Expression profile of immunity-related genes in hemocytes in response to fungal and bacterial challenges
Hemocyte mediated defense reactions such as phagocytosis and encapsulation also depend on the recognition of foreign pathogens to trigger downstream immune signaling pathways. The expression profiles of immunity-related genes in hemocytes elicited by the pathogens were highly different from those in fat body. To better understand the complexity of responses of hemocytes against pathogens, the expression profile of immunity-related genes elicited by fungi and bacteria was compared. Gene cohorts of cluster 1 include 21 such genes induced in B. bassiana induced hemocytes, including βGRP1, βGRP2, hemolin, cSP2, cSP6, Serpin2, Serpin5, lysozyme1, lysozyme3 and so on. Immune activation by E. cloacae is also noticeable as demonstrated by induction of PRRs (PGRP-SA2, TEP1) and immune modulators (MyD88, Toll-5, Cactus, Toll-12, Serpin3, 11, 21).
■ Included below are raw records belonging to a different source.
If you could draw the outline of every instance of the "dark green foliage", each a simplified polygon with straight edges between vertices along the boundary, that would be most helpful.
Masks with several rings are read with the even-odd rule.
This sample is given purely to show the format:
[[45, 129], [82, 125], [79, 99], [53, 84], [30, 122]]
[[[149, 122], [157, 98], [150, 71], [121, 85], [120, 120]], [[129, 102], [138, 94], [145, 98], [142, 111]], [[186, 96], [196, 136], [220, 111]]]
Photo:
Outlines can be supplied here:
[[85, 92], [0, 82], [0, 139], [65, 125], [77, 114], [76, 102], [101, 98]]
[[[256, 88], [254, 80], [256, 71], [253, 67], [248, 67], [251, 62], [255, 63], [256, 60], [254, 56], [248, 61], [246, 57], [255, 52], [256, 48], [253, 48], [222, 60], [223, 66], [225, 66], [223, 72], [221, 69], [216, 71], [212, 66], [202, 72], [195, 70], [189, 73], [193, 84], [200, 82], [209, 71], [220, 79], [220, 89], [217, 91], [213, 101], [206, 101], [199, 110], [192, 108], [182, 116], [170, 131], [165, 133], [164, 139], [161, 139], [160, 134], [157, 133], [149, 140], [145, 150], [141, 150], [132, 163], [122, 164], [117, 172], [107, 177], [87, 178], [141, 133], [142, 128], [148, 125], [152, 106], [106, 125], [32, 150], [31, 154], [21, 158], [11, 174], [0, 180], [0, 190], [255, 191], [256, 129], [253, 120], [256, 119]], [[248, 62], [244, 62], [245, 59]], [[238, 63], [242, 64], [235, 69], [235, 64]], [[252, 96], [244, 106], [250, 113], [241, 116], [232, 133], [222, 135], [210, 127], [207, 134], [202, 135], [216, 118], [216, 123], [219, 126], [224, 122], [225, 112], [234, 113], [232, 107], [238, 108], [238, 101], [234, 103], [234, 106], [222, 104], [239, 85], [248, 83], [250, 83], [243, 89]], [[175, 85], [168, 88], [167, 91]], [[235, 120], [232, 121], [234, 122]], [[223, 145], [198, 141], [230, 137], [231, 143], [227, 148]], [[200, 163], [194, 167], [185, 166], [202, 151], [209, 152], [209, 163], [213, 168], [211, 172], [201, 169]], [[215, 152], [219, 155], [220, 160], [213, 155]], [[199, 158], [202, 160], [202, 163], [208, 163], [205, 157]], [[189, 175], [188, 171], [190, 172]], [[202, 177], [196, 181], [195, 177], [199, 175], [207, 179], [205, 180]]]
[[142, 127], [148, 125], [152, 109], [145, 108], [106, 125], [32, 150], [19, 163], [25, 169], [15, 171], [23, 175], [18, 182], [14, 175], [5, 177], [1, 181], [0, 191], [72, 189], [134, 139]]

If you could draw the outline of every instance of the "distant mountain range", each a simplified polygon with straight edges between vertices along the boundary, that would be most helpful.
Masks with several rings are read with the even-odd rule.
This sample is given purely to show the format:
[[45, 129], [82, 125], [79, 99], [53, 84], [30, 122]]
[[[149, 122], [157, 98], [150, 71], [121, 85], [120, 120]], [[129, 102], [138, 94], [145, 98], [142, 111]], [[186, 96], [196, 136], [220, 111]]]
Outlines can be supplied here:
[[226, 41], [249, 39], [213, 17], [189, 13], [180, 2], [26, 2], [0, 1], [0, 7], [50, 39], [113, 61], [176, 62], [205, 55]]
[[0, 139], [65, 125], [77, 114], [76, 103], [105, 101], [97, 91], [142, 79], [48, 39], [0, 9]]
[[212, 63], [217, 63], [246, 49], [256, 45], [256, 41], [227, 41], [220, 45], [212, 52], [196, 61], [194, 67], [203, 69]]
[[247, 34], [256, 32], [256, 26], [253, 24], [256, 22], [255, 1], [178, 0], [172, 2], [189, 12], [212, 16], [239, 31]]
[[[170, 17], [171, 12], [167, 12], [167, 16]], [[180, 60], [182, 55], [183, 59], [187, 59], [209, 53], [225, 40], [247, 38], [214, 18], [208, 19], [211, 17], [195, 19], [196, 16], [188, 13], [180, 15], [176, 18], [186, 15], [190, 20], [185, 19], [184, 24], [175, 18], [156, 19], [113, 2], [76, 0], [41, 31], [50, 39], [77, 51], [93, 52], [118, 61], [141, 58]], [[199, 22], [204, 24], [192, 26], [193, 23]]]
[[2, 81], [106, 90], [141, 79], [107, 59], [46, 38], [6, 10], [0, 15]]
Thirty-three immunity-related genes in cluster 2 were significantly suppressed in B. bassiana elicited hemocytes. RNA-seq based transcriptome analysis indicated that long PGRPs (PGRP-LA, -LB, -LC, -LD) were strongly suppressed by B. bassiana but induced by E. cloacae. Quantitative real-time PCR also revealed that the βGRP1 mRNA level dramatically increased in hemocytes elicited by B. bassiana. In contrast, CTL mRNA levels did not change significantly in hemocytes. The transcript levels of PPOs were high in hemocytes, but significantly decreased in response to fungal challenge. Likewise, components of the IMD pathway (FADD, IAP2a, 2b, IKKβ, IKKγ, Dredd, Relish, UBc13, TAK1, IMD, Tab2), JNK and JAK-STAT pathways (Domeless, PIAS, Hopscotch, STAT, Fos, JNK, Hem, SOCS) were all dramatically suppressed in hemocytes in response to the fungal infection but moderately induced by bacterial infection, as validated by the quantitative real-time PCR assay of Domeless, JAK, and STAT transcripts. This indicated that signal transduction in hemocytes responds differently to bacterial and fungal infection. More immunity-related genes were regulated by fungi (60) than bacteria (18) in hemocytes, and most of them tended to be suppressed (in Additional file 1: Figure S12).
Although fat body and hemocytes both are important organs involved in the immune response, our transcriptome analysis revealed that more immunity-related genes are induced in fat body (clusters 3 and 4) than hemocytes (cluster 1). The expression of immune recognition and modulation molecules was mainly controlled in fat body, while genes involved in signal transduction, such as JAK-STAT and IMD, were regulated more drastically in hemocytes (Figure 9). In Toll pathway, hemocytes regulated Toll-1, Toll-5, Toll-12, Tollip, Cactus, and MyD88, but more other genes were regulatedin fat body. Additionally, quantitative real-time PCR indicated that the transcription of putative PGRP-SA1, PGRP-LB, Toll-14 and Spz2 genes were elevated in fat body upon B. bassiana infection, while the mRNA levels of defensin, moricin and gloverin1 were up-regulated in hemocytes (Figure 9), which is consistent with the RNA-seq results.